Assuming you have defined
data Operand = Entry Entry | Name Name
deriving Show
you can define a helper function
iOperand :: Operand -> [Name] -> (Row -> Entry)
iOperand (Entry e) ns r = e
iOperand (Name n) ns r = r !! (fromJust (findIndex (== n) ns))
that interprets an operand correctly as either a constant value or looking up the ap-
propriately named column from the given row. The function uses
fromJust and hence will fail if an unknown column name is
mentioned, but we will leave this for a bonus exercise to fix.
Using iOperand, you can now define iExpression.
Exercise 10: Define a function
iQuery :: Query -> DBM Table
that – assuming Query represents the nonterminal query –
interprets a query as an operation on the database that returns a new table.
The strategy is as follows: lookup all the tables mentioned in the
FROM part and compute their product (using pair). Then
use the columns of the product table to turn the WHERE part into a row
property using iExpression. Use select to apply the row property to all
the rows of the product table, and finally project to keep the columns
specified in the SELECT part of the query.
Exercise 11: Write a function
iTableCommand :: TableCommand -> DBM ()
that – assuming that TableCommand is the datatype for the nonterminal
tablecommand – interprets an insert or create command as a database operation.
Since an insert command can contain a query, you will have to use
iQuery to define iTableCommand.
Exercise 12: Write a function
iProgram :: Program -> DBM Table
that interprets an entire SQL program and returns the table delivered by the final query.
Exercise 13: Write a
main :: IO ()
that uses the function getArgs from the module System.Environment
in order to check the command line arguments of the program.
The argument should be interpreted as a filename, the file read using
readFile :: String -> IO String from System.IO
and the contents of the file should be interpreted as a program using
parseProgram and iProgram.

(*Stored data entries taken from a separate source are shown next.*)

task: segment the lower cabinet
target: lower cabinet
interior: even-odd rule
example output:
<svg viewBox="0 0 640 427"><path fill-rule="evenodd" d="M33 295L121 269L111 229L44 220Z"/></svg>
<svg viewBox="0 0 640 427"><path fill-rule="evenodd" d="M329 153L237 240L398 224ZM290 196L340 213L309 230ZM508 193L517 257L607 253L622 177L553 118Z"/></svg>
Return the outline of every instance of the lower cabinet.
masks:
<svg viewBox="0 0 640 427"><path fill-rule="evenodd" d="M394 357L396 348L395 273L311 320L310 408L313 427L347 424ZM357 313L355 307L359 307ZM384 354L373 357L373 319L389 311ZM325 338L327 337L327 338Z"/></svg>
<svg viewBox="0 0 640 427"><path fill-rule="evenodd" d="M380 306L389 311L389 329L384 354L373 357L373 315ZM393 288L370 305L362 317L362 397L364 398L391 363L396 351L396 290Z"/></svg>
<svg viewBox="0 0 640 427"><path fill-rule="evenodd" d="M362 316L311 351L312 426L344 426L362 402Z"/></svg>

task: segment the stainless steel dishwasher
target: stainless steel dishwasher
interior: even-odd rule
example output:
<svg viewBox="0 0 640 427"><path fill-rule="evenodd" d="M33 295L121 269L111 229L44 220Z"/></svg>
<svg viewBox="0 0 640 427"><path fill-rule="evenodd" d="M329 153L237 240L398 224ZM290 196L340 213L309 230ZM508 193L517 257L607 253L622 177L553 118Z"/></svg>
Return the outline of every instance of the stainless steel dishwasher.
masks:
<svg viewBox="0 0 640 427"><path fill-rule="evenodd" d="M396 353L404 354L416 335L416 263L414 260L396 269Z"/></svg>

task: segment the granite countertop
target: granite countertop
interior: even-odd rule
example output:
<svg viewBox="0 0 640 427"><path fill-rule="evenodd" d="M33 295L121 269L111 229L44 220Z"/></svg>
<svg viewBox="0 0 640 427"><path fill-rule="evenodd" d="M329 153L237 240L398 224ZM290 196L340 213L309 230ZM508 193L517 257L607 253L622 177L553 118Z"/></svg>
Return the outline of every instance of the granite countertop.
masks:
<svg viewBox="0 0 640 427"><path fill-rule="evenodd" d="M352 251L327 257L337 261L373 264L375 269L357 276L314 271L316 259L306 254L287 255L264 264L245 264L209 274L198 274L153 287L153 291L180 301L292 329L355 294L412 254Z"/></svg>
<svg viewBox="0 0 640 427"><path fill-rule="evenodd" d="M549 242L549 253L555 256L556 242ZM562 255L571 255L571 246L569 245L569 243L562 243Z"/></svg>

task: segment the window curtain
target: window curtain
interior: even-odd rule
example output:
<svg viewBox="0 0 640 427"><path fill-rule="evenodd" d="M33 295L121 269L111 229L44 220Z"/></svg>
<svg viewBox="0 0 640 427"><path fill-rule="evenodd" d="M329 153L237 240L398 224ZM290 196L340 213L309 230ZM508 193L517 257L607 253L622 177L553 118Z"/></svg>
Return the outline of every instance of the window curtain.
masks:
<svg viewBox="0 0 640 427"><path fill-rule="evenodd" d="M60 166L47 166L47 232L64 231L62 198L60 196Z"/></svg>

After that, the program should print
the resulting table using printTable.
As a final example, here is a possible input file:
CREATE TABLE courses (course, year, lecturer)

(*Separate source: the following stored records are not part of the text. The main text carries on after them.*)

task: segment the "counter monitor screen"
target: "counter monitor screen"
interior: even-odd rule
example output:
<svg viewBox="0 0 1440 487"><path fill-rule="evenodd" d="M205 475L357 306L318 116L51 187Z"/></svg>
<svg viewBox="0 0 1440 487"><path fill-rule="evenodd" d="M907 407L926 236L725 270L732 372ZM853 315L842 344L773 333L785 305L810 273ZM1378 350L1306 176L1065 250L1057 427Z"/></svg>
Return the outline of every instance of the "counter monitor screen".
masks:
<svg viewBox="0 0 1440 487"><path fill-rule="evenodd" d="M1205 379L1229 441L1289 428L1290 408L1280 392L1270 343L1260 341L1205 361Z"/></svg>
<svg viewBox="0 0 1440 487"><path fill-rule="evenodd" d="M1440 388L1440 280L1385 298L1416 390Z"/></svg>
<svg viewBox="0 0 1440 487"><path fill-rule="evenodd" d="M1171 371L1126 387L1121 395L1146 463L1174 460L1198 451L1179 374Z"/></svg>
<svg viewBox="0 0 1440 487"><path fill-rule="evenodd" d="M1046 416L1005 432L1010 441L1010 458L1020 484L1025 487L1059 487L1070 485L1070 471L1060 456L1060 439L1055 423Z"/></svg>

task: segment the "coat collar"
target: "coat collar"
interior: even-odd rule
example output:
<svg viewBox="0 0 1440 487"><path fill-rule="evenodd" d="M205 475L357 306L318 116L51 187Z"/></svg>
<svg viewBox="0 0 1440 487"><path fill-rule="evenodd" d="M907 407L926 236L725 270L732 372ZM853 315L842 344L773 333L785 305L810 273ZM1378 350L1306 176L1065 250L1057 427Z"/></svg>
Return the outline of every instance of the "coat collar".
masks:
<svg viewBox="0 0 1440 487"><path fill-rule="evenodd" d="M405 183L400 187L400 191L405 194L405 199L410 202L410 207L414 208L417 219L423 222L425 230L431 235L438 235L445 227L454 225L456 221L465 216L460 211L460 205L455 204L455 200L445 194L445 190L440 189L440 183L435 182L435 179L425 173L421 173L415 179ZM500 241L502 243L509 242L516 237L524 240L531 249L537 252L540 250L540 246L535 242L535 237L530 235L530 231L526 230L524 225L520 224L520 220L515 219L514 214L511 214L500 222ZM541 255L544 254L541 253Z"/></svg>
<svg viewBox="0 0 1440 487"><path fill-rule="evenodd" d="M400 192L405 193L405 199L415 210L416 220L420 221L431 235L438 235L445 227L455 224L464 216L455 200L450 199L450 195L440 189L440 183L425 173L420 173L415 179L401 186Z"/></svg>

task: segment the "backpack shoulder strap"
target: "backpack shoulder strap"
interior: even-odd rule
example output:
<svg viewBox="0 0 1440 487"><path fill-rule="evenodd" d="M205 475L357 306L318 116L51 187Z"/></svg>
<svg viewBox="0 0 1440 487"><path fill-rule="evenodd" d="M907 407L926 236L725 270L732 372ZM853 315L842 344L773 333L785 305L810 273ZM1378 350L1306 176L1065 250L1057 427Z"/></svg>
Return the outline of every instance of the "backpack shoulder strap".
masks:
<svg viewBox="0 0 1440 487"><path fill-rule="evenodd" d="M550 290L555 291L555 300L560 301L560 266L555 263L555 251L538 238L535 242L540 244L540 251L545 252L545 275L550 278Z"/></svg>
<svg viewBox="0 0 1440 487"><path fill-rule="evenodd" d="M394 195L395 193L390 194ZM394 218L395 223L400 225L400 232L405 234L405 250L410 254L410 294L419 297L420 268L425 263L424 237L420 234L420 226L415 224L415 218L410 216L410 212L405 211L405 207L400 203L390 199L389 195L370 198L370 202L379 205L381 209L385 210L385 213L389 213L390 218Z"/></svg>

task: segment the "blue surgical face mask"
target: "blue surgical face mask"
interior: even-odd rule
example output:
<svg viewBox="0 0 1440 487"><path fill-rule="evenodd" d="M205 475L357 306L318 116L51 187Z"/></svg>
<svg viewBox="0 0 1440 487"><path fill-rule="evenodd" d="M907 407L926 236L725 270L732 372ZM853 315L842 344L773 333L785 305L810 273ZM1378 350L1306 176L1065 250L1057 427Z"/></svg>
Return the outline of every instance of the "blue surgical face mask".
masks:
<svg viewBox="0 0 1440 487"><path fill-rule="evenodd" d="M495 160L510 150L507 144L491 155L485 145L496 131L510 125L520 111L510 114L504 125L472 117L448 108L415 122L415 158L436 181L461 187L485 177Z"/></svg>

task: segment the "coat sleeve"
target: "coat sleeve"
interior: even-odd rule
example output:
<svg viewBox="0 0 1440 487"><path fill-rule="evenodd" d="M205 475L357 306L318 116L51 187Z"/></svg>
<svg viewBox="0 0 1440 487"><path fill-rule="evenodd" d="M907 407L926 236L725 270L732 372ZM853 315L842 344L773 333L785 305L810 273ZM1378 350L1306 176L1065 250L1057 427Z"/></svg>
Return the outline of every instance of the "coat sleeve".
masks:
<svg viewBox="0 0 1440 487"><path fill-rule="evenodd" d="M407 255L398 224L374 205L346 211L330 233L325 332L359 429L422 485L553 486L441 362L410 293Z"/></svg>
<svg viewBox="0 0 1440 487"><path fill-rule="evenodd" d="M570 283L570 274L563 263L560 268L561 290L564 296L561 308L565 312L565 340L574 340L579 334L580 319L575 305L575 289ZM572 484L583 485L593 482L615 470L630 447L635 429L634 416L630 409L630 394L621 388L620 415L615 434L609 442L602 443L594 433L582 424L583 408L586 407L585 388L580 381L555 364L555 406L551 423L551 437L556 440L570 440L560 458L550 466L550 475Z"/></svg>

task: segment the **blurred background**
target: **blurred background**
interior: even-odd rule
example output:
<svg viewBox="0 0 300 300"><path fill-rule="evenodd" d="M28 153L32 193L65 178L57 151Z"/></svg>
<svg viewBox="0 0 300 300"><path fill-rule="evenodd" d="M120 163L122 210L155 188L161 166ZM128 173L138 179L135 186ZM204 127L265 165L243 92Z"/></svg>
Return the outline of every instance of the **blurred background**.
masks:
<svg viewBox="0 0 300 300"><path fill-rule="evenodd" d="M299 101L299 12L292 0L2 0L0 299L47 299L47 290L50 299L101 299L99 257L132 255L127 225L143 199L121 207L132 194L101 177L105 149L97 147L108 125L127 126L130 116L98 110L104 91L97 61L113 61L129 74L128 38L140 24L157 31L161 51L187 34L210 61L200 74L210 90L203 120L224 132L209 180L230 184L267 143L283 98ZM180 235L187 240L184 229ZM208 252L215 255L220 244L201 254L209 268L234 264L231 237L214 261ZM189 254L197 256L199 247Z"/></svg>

INSERT INTO courses VALUES ('INFOAFP', 2007, 'Andres Loeh')
INSERT INTO courses VALUES ('INFOAFP', 2006, 'Bastiaan Heeren')

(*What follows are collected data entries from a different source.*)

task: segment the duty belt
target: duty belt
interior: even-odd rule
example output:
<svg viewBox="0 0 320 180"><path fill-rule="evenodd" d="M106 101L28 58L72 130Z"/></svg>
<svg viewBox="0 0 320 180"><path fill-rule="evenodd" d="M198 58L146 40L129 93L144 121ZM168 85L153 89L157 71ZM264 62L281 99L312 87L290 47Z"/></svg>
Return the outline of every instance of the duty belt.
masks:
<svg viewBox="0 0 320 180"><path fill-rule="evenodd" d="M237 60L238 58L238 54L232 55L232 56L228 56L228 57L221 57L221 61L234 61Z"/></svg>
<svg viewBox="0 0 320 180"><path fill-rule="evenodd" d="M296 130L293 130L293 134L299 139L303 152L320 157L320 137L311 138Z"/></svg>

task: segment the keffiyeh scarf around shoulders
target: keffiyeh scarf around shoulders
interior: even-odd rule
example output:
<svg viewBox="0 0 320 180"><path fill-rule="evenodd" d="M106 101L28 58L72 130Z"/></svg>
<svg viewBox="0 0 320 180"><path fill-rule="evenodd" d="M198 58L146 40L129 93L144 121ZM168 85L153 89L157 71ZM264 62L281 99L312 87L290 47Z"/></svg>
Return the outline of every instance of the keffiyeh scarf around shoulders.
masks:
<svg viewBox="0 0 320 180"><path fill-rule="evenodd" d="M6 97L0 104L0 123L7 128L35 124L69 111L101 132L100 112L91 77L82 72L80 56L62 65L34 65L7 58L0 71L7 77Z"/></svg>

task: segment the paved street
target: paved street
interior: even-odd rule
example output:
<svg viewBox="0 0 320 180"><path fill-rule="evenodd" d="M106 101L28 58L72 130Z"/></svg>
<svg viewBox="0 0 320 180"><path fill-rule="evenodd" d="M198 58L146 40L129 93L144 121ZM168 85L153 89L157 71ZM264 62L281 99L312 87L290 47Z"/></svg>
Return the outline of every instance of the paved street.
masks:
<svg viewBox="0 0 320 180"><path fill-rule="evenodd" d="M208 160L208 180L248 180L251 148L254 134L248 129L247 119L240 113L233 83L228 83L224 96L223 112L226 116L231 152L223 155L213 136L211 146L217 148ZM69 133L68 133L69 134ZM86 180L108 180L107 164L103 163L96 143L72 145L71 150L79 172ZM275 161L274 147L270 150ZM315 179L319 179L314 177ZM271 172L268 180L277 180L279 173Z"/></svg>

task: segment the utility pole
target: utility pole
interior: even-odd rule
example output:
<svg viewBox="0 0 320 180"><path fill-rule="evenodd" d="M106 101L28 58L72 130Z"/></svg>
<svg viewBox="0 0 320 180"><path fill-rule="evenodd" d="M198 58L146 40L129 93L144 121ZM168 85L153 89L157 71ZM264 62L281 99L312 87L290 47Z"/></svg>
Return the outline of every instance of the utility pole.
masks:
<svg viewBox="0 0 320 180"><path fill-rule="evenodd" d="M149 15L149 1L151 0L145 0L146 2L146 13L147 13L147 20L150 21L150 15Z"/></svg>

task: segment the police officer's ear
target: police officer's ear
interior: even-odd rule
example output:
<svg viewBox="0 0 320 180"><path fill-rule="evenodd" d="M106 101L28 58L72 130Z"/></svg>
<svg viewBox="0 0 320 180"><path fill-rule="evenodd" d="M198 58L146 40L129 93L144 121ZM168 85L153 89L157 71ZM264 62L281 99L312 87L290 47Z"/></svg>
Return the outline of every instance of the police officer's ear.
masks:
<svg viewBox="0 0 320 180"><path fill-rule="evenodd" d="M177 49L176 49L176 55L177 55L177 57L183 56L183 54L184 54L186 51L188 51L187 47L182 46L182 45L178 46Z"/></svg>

INSERT INTO courses VALUES ('INFOFPLC', 2008, 'Andres Loeh')
INSERT INTO courses VALUES ('INFOSWE', 2008, 'Jurriaan Hage')
CREATE TABLE topics (subject, topic)
INSERT INTO topics VALUES ('INFOAFP', 'monad transformers')
INSERT INTO topics VALUES ('INFOFPLC', 'Haskell')
INSERT INTO topics VALUES ('INFOFPLC', 'parser combinators')
INSERT INTO topics VALUES ('INFOSWE', 'version management')
INSERT INTO topics VALUES ('INFOSWE', 'deployment')
SELECT lecturer, topic FROM courses, topics WHERE course = subject
and the output:
lecturer topic
---------------------------------------
'Jurriaan Hage' 'deployment'
'Jurriaan Hage' 'version management'
'Andres Loeh' 'parser combinators'
'Andres Loeh' 'Haskell'
'Bastiaan Heeren' 'monad transformers'
'Andres Loeh' 'monad transformers'
Exercise 14:
Write a little interactive loop that reads SQL table commands or
queries from the command line and interprets them. For table commands,
just update the state. For queries, print the result. Update your
main function to use the interactive
loop if no filename is specified as a command line argument.
Exercise 15:
Add the possibility to save the current database to a
file and read it from a file. This requires you to devise a good storage format for the
database and be able to read that format again. An option is to use the standard
Read and Show functions Haskell provides.
Exercise 16: Make the program more robust by checking against all sorts of incorrect inputs (such as mentioning column names that don’t exist) and giving meaningful errors in such a case.